The Taco Bell Shooting Theory is at work here: I’ve explained this one before: I got a call from a mother screaming up a blue streak about how our student newspaper’s coverage made her son “look bad.” The son, an adult, had engaged in a shoot-out at a Taco Bell drive-thru and was arrested for his part in swapping lead with other patrons.

The point I kept trying to make to her, when I could get a word in edgewise, was that it wasn’t the COVERAGE that made the kid look bad, but rather the SHOOTING he was involved in that made him look bad.

I kept thinking about this when I was reading the story about the protest and about the way in which the people upset with the Crimson reacted to the request for comment.

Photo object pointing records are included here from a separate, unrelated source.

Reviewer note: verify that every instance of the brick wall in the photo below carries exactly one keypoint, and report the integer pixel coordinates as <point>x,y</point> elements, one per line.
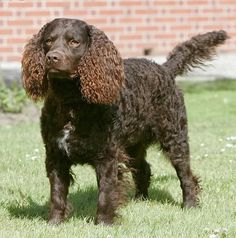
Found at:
<point>136,27</point>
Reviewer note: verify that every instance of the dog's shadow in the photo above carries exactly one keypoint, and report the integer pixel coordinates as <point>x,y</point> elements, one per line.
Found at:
<point>84,203</point>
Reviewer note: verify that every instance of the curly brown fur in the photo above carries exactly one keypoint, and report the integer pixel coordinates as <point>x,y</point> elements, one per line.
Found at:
<point>102,82</point>
<point>105,112</point>
<point>33,68</point>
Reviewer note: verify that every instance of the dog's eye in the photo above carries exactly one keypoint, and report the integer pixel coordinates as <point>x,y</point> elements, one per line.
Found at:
<point>74,43</point>
<point>48,42</point>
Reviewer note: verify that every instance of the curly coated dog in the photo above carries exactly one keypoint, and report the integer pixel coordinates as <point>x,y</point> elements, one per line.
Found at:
<point>105,111</point>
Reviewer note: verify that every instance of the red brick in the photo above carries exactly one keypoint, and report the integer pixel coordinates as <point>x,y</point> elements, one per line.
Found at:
<point>96,21</point>
<point>165,3</point>
<point>131,37</point>
<point>113,29</point>
<point>6,49</point>
<point>20,4</point>
<point>213,10</point>
<point>181,11</point>
<point>20,22</point>
<point>130,3</point>
<point>95,3</point>
<point>196,19</point>
<point>165,19</point>
<point>131,20</point>
<point>147,28</point>
<point>181,27</point>
<point>111,12</point>
<point>31,31</point>
<point>6,31</point>
<point>146,11</point>
<point>58,4</point>
<point>6,13</point>
<point>197,2</point>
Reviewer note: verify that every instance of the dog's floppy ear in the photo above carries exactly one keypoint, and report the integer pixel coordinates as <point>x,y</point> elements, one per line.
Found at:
<point>101,69</point>
<point>33,68</point>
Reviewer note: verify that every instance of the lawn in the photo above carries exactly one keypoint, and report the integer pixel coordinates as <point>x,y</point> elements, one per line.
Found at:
<point>24,188</point>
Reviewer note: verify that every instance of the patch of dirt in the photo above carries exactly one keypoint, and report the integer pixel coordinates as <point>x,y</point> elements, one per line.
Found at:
<point>30,113</point>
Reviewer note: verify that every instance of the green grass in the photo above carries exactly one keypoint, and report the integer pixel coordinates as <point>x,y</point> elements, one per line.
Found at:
<point>24,188</point>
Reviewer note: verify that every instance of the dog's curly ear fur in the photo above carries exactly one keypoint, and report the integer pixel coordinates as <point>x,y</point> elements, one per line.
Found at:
<point>33,68</point>
<point>101,69</point>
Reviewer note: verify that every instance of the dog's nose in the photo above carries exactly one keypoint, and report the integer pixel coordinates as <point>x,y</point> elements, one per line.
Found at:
<point>53,57</point>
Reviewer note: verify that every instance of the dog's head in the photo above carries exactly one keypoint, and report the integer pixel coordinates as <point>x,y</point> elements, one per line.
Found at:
<point>72,49</point>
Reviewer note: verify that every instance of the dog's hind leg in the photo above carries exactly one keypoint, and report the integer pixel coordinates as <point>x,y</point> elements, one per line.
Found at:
<point>141,171</point>
<point>173,138</point>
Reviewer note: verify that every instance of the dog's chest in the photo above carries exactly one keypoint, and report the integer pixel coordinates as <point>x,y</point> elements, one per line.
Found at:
<point>81,138</point>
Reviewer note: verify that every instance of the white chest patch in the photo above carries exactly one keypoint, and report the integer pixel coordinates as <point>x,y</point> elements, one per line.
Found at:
<point>62,141</point>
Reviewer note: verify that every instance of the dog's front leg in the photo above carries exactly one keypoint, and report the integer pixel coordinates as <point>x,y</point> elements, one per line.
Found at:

The folks here gathered a couple hundred people in the middle of one of the most well-known colleges in the country and used megaphones to express their displeasure with a government agency they purport surveils them at all times, in front of people who at any moment could call the cops or post images to social media during the event with impunity but it was an UNANSWERED PHONE CALL after the fact from a student media operation that created risk?

How, exactly, does that logically track?

I understand that there are huge risks associated with immigration in today’s political climate, but getting all over the Crimson because it requested a comment from ICE makes as much sense as blaming school shootings on “all that music kids today listen to.”

Flip the coin and see how you like it: The phrase, “How would you like it if we did that to you?” seems rather childish, but it fits this situation quite well. Journalism, when practiced properly, is about keeping yourself out of the story, remaining as objectively neutral as reality will allow and giving your readers the sense that you are telling them something honest and valuable.

The minute we stop doing that is the minute we become no better than the demagogues of our society who use their pulpits to rain hatred upon others for personal gain.

OK, Act on a Dream folks, you don’t like that someone asked ICE for a comment? Fine. What happens when a reporter decides it’s not worth it to check in with you on an issue like this? Even more, what happens if you get a reporter who thinks, “Hey, these people are breaking the law by being here. Why should I talk to an organization that supports criminal actions? Let’s just rely on the ICE folks for our stories.” Something tells me this wouldn’t sit well with the Act on a Dream folks, or anyone else with at least half a brain.